Y allí el matrimonio es desde lo individual; el “yo” primero, donde la desconfianza o el hastío cae sobre las parejas como satélites oxidados desde cielos más bien nocturnos. Él, el maldito “otro”, metido en medio del amor, que acá se le concede la gramática del paréntesis y se le llama a muerte nada más como (el Suplente): “Ojalá que él pueda/ limpiarte de toda/ la suciedad que los demás/ te depositamos encima”.
Por acá va el inicio de Los Falsos Millonarios y la pérdida aparece; la falsificación igual, pero entendida como derroche y reclamo que nutre creaturas aberrantes con las venas agitadas como látigos en el aire, pues aquí, el vínculo, es decir, el amor es una pelea o un padecimiento o un ano lleno de innumerables torpezas o un inconmensurable cangrejo incrustado en el vientre al intentar explicarlo, de entenderlo, de cobrar, en resumidas cuentas, el afecto como salario. Un asunto de limosnas y dietarios.
Pero vamos de generalidades y hablemos de la riqueza. Es decir lucrar, lucrar, lucrar con el otro, desde el otro; la transacción y provecho del amor; para qué más ha de servir si en esencia su concepto resulta de un objetivismo más bien lacerante, aquel que reza: “El ser humano, -cada uno-, es un fin en sí mismo, no el medio para los fines de otros. Debe existir por sí mismo y para sí mismo, sin sacrificarse por los demás ni sacrificando a otros para sí mismo. La búsqueda de su propio interés, propio racional y su propia felicidad es el más alto propósito moral de su vida”. O la inconsciencia de los demás, como ya se dice, como Maurice lo contrapone en aquel otro poema: “Un ciego inverso, un ciego incapaz, de ver lo que hay adentro. Siempre entre los dos”.

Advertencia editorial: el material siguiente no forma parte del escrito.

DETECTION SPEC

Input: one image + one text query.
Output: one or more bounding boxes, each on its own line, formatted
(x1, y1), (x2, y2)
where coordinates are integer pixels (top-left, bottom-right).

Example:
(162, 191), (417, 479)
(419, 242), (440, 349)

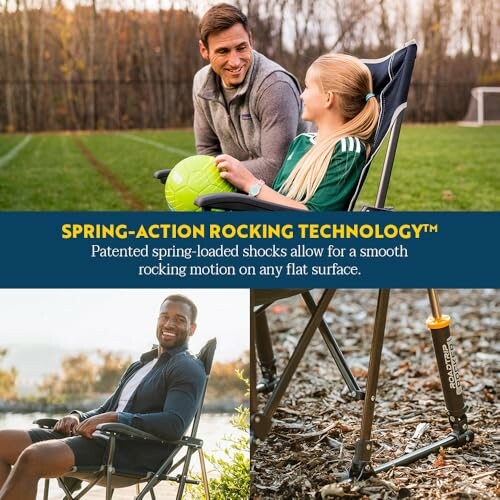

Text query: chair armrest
(194, 193), (301, 212)
(33, 418), (57, 429)
(153, 168), (172, 184)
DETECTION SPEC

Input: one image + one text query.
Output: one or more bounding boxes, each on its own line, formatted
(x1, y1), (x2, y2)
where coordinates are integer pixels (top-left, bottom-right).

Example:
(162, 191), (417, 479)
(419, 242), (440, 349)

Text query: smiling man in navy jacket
(0, 295), (205, 500)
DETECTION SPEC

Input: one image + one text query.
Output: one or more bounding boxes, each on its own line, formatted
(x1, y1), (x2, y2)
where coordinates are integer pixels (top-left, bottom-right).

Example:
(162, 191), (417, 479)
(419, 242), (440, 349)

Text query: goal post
(458, 87), (500, 127)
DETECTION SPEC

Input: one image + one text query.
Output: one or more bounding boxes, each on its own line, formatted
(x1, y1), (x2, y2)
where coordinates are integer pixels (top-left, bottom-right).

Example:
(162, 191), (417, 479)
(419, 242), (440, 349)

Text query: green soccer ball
(165, 155), (236, 212)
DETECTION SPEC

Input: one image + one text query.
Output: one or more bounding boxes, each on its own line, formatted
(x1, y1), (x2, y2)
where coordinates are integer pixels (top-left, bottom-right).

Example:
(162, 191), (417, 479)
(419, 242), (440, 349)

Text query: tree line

¿Cuánto es prudente extraer, acá, hasta volvernos millonarios? ¿Almacenar esos gritos, los sueños duros y punzantes, esas sonrisas que se pudren, los conflictos diplomáticos? ¿Entender al mancomunado de nuestras cuentas monetarias desde la transacción, sí, desde sus depresiones, sueños, frustraciones, ideales, abortos, viajes, enfermedades, encantos o desencantos, incluso ideas…?
Drenarlo todo, o sea.
El amor es hipercapitalista.
La mayor riqueza al final es volver vulnerable al otro. Puesto que se le conoce bien –“argumentos, teologías, tonos y máscaras”– uno es inmensamente millonario de todas sus contradicciones para destruirle como se antoje. La riqueza se construye, si aún no somos falsos, al monedear tiernamente al otro. Es tan lindo todo. Pero somos falsos millonarios, muy mediocres, y no sabemos sufragar los gastos del poder amar: “Flojos los dos/ no hacen el amor, ven la televisión. Flojos ciertamente los dos, sus manos flojas tocándose, como desde un asco”. Que de algo así habla el libro de Maurice. Aunque resulte un inventario/manual para ver lo aberrantemente frágil que resultamos al intentar el trance del amor, ya que del intercambio, que acá suena a reclamo, divagación y vuelta la cosa en rabia, es seguro que también nos pueden arruinar. Cuán tontos, todos damos, manchamos el corazón, en un mundo donde la conveniencia es fundamento y la felicidad es imposible.
Siempre un nuevo divorcio en el que la aventura de la eternidad ha fracasado.
“Porque ni tú ni yo / somos millonarios: / somos más bien clase media / en esto del amor”.